Tugas utama guru adalah mengajar, Memberikan paradigma berkemajuan, menanamkan ketajaman pemikiran, memupuk kesetaraan dalam perbedaan, dan memberi arti konsep dari sebuah “kemerdekaan”. Bukan sibuk mengurus administrasi, hingga mengesampingkan substansi....

Guru yang memegang peranan krusial dalam kemajuan sebuah bangsa, seharusnya mendapat perhatian dan perlakuan yang istimewa. Oiya, saya lupa. Negara tidak mau ada banyak orang pintar, bukan? Hari pendidikan nasional pun, juga hanya sebatas pada webinar-webinar yang memimpikan pendidikan yang ideal.
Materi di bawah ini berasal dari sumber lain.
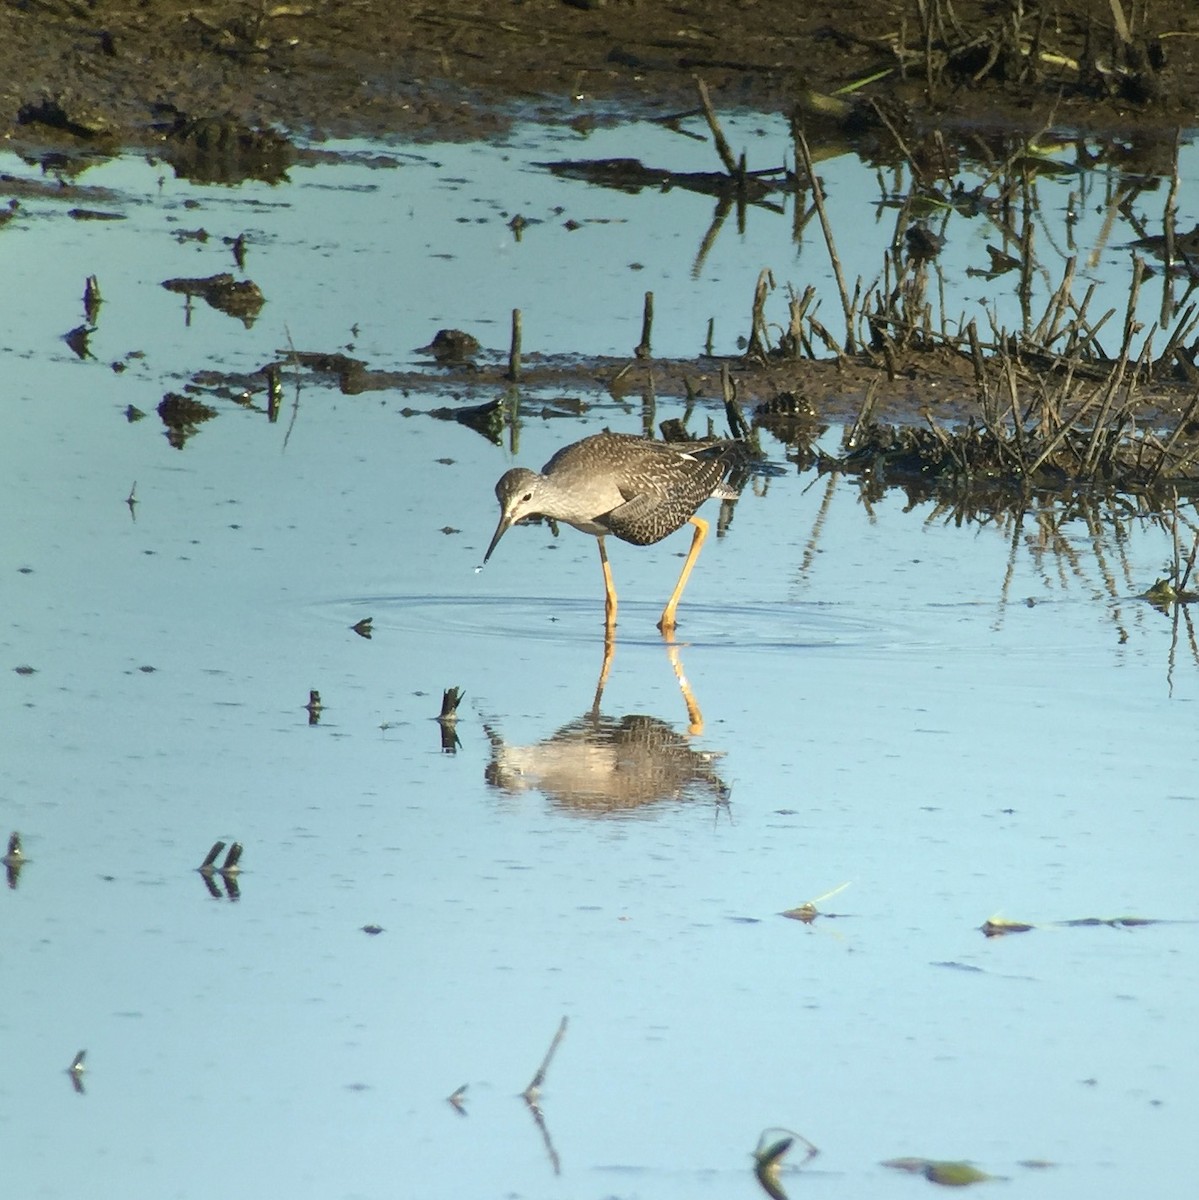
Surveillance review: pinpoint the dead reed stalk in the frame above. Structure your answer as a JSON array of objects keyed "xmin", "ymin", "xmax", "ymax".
[{"xmin": 792, "ymin": 120, "xmax": 857, "ymax": 354}]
Gagasan-gagasan tersebut, hanya terwujud pada forum diskusi, tidak pernah saya rasa telah teraktualisasi. 

Porsi dana APBN untuk pendidikan yang paling besar—walupun juga rawan dikorupsi—masih saja belum mampu membuat pendidikan berubah. Bahkan menurut saya masih ada rasa era kolonial, di mana sekolah hanya sekedar upaya mencetak buruh terlatih yang mau dibayar rendah. Mungkin, saat ini menjadi sedikit berubah, seperti ajang birokrasi untuk mendapat ijazah lalu menjadi buruh. Ya, pendidikan yang tidak memerdekakan. Walaupun ada beberapa kali perubahan kurikulum yang saya alami, rasanya tidak ada perubahan revolusioner sama sekali. Walaupun pada ranah konsep berbeda, pada ranah aksi ya sama saja. Atau saya yang kurang peka?
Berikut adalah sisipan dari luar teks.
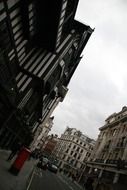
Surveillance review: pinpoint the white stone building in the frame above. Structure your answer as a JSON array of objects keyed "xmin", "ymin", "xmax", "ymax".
[
  {"xmin": 32, "ymin": 116, "xmax": 54, "ymax": 149},
  {"xmin": 53, "ymin": 127, "xmax": 95, "ymax": 176}
]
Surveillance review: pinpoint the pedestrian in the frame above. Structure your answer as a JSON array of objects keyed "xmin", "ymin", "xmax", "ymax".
[
  {"xmin": 72, "ymin": 173, "xmax": 76, "ymax": 182},
  {"xmin": 7, "ymin": 141, "xmax": 22, "ymax": 161},
  {"xmin": 84, "ymin": 177, "xmax": 94, "ymax": 190}
]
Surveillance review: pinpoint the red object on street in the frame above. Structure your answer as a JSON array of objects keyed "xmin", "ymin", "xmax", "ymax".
[{"xmin": 9, "ymin": 147, "xmax": 31, "ymax": 175}]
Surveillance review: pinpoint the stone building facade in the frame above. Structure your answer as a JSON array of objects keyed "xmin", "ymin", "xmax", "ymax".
[
  {"xmin": 32, "ymin": 116, "xmax": 54, "ymax": 150},
  {"xmin": 42, "ymin": 134, "xmax": 59, "ymax": 157},
  {"xmin": 53, "ymin": 127, "xmax": 95, "ymax": 177},
  {"xmin": 84, "ymin": 106, "xmax": 127, "ymax": 189}
]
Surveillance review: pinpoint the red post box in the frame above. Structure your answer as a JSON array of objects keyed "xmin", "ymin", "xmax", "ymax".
[{"xmin": 9, "ymin": 147, "xmax": 31, "ymax": 175}]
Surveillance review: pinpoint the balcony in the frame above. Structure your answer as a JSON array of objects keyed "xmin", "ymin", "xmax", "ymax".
[
  {"xmin": 94, "ymin": 159, "xmax": 105, "ymax": 163},
  {"xmin": 88, "ymin": 159, "xmax": 127, "ymax": 170}
]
Namun kembali lagi kita bertanya. Untuk apa kita selalu memperingati segala hal, jika tidak membawa dampak apa-apa? Hanya orang pecundang saja yang selalu mengafirmasi bayangan wajahnya dalam cermin bahwa dirinya hebat. Dan hanya orang pelupa dan apatis saja yang harus selalu diingatkan agar dirinya sadar, bukan? Jadi, untuk apa memperingati kalau tanpa dibarengi aksi. Toh kalau sudah beraksi, apakah harus menunggu satu tahun sekali? Coba dipikirkan lagi....

Haruskah menunggu hari lingkungan hidup untuk bisa peduli pada lingkungan? Haruskah menunggu hari kesehatan untuk bisa peduli dengan kesehatan? Haruskah menunggu hari anak untuk bisa peduli masa depannya? Haruskah menunggu harinya dulu, baru kita sadar dan berbenah?